Has creating this film impacted your opinion on the psychic community? To me, this isn't about believing in anything. I tried to make the film in a way so that you can believe, you cannot believe. It doesn't matter. This is about a gradually deepening emotional connection to what's going on, and (viewers) having their own emotionally rich experience with the film.

There's a discussion, especially in the final third of the film, about loss and death and grief. One of the things I think most captured this to me was how when someone dies, they're gone, and they're not gone. Regardless of your personal beliefs about the afterlife, they're still here and they're still in our memories, and they're still affecting us. We still have a relationship with the person who's gone, even though they're not here anymore. I think both of those things can be true at once.

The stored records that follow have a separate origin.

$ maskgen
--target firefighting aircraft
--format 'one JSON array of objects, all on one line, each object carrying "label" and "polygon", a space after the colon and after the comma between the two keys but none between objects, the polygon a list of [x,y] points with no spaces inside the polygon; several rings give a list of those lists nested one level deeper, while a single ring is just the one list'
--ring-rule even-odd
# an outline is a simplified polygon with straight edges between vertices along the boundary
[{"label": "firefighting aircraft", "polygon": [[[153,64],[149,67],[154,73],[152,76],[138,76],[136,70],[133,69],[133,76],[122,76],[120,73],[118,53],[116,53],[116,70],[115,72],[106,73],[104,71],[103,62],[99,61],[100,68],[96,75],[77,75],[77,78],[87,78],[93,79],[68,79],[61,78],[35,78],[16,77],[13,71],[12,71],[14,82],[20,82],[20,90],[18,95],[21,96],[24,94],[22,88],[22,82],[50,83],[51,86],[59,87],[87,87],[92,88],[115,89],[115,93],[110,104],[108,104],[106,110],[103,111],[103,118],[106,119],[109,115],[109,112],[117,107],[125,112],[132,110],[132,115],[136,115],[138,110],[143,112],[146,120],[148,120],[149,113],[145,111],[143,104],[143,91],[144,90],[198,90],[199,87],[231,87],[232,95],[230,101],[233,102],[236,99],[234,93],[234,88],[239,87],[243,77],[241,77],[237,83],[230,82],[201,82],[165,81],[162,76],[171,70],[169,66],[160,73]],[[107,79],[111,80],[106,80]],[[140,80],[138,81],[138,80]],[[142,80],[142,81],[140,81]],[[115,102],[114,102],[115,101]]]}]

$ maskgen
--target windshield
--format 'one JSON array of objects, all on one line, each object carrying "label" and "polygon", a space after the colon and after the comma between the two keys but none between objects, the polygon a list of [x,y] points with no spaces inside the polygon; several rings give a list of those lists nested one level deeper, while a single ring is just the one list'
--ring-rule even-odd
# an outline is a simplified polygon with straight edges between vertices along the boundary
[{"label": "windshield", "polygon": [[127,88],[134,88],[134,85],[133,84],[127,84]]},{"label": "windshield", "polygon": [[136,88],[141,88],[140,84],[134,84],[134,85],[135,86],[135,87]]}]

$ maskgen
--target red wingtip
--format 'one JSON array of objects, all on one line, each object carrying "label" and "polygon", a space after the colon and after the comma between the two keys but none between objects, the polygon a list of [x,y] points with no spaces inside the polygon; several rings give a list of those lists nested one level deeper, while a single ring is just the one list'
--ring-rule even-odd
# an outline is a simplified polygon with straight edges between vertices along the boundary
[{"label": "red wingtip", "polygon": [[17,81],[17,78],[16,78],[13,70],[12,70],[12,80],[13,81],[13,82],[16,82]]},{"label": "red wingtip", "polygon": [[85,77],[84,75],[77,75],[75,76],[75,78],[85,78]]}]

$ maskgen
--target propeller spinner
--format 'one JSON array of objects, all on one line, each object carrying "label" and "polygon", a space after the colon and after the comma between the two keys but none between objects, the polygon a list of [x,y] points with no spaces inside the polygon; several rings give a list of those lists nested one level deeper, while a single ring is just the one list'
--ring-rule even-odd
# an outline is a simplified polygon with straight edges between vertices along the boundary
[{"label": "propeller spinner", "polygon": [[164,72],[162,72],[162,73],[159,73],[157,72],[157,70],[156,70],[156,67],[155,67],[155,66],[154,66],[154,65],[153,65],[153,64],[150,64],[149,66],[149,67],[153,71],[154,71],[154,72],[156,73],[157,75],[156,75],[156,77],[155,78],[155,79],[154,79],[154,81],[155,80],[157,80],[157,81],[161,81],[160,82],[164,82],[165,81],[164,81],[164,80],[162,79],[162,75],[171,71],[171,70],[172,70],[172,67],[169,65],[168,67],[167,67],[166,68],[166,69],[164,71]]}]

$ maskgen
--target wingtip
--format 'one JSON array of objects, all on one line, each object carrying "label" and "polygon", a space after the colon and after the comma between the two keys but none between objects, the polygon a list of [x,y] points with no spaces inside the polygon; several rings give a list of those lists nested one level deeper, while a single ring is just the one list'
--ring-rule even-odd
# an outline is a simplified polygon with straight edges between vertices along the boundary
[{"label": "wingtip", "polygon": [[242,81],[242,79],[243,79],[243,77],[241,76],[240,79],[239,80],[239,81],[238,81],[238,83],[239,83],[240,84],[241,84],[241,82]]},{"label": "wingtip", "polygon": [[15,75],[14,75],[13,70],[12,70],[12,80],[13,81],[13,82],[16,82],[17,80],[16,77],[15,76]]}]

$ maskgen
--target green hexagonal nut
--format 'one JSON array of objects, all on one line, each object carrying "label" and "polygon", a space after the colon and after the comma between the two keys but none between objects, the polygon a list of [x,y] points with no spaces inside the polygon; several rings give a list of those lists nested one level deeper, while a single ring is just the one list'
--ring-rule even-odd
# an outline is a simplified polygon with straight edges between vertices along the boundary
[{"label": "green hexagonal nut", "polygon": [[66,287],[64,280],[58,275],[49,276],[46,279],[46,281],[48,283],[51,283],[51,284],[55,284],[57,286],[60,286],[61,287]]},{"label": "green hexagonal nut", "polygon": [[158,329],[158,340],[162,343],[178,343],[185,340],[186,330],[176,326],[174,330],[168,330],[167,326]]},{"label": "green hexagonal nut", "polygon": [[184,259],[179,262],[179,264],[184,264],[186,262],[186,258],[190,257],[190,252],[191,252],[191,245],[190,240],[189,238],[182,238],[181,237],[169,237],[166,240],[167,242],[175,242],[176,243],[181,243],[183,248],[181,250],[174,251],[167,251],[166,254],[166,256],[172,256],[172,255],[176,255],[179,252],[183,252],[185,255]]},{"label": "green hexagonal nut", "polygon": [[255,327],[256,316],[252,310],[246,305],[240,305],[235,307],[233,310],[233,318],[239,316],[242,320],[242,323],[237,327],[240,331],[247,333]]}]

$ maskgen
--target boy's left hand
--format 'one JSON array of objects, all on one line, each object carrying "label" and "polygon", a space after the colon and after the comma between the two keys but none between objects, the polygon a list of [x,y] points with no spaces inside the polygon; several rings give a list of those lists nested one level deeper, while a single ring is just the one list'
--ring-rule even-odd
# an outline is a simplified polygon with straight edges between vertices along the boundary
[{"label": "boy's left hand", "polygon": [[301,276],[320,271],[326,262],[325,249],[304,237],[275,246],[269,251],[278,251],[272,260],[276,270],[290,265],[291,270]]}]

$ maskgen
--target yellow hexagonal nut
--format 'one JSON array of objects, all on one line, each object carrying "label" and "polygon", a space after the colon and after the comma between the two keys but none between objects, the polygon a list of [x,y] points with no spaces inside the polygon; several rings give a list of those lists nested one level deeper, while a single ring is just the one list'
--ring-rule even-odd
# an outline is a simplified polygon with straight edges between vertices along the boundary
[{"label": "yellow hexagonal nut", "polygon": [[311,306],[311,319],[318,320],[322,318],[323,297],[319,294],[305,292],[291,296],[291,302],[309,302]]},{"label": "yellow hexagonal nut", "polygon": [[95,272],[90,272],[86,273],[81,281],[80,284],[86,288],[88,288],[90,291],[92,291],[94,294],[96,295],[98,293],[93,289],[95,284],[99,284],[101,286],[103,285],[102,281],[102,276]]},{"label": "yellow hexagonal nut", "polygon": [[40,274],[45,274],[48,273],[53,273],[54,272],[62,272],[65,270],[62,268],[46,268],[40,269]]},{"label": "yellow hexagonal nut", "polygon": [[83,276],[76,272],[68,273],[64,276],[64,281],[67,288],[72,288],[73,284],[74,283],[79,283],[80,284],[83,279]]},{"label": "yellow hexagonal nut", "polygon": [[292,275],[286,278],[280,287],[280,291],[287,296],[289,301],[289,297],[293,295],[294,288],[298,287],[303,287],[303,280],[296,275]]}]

That's how I ultimately came to feel about psychic readings. It's not about just believing or not believing. Can the connection you're making with this person and the emotional experience that you're having — can that itself be real and be meaningful, regardless of whether or not there is an afterlife? That exchange and that experience is what's real and meaningful.

While filming, did it ever occur to you that you could have psychic abilities? It did not occur to me that I could be a psychic, but I did start to realize halfway through the film this is what I'm doing as a director. I'm being intuitive. I see an image in my head and I follow it, or I try to create it. I hear words in my head. I try to find them or put them in a film.

I started to enjoy these parallels that I noticed between me as a documentary filmmaker and what psychics are doing with their clients. When I would talk to the psychics on their own, I would sometimes think, "Did I just ask the question that they just asked with their sessions?"

Strangers are coming to them and are being totally vulnerable That's how it is with me and documentary subjects over my whole career. People share all this stuff with me. We're complete strangers to each other, yet the documentary subjects have the courage to be vulnerable with me. Sometimes they haven't told it to anyone else. They're doing it, I think, because they have a curiosity to say, "Hey, Lana is going to hold up a mirror to me and tell me a story about what she sees reflected there. I wonder what that's going to be."

I think we all have a little bit of that curiosity. We know that if we go to a stranger and say, "Look at me deeply, witness me, tell me a story about what you see there," that can be really interesting and meaningful. You don't have to fully agree with them, but it can be this kind of tool for self reflection and self understanding.

What's been the biggest takeaway of stepping into this community? We all crave someone to reflect back to us. Who are you? What do you see? What is going on here? That helps us understand better, regardless of if we agree with the person or not.